When asked to comment about it, the Commissioner of Police, Mr. Vijayakumar said, ``I think each case has been thoroughly looked into and investigated. We treat each case on its merit and do our job meticulously. Of course, we take extra care as they involve high profile people. Our department takes each case to its logical conclusion. Only then do we declare that it is suicide." Dr. M. Suresh Kumar, consultant psychiatrist, emphasises that the trend is disturbing. ``Completed suicide almost always has an underlying emotional/psychological problem(s). Depression is most often associated with suicidal behaviour and a sense of hopelessness drives the person in this direction," he says.

``The stress is especially felt by individuals who reach dizzy heights of success in a short span of time," Dr. Suresh Kumar adds. And he has more to say: ``The inability to handle the new situation and the lack of skill to adapt are the reasons. In the case of vulnerable persons, stress easily gets converted into distress. The capacity to cope with stress is inadequate and there is no will to think of alternative methods of negotiating tight corners. The victims are not sure that their new found success and prosperity will last and hence a feeling of insecurity sets in. This magnifies the intensity of stress they are already battling with.

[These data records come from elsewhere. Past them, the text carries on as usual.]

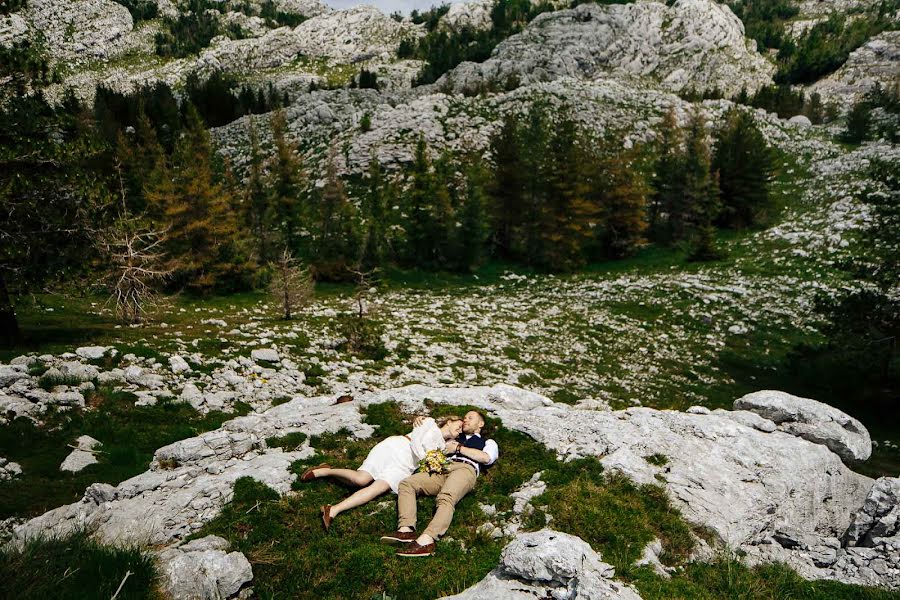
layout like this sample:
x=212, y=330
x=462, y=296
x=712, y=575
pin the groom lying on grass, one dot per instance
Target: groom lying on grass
x=469, y=454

At the top one can feel alienated. ``While there are thousands of followers, none is close to give emotional comfort or support. Mistrust contributes in no little measure to complicate the situation." An important link is relationships, Dr. Suresh says. ``Relationships play a vital role in one's life. Many a time, a shallow and superficial relationship causes more pain than solace.

``Often, the victims do not make clear assessments based on proper judgments. The partner might have entered the relationship with entirely different motives. When reality hits the victim, a crisis brews. This sets off memories of an unhappy childhood that is always associated with rejection, abuse, despair and fear of abandonment," he explains.

How does one face the situation? Early psychiatric intervention to address the emotional problems can indeed prevent disasters and deaths, Dr. Suresh says. ``Suicide is certainly preventable and it is important that young people learn to cope with stress, learn alternative methods of dealing with emotional crisis and practise new techniques to solve problems," concludes Dr. Suresh Kumar.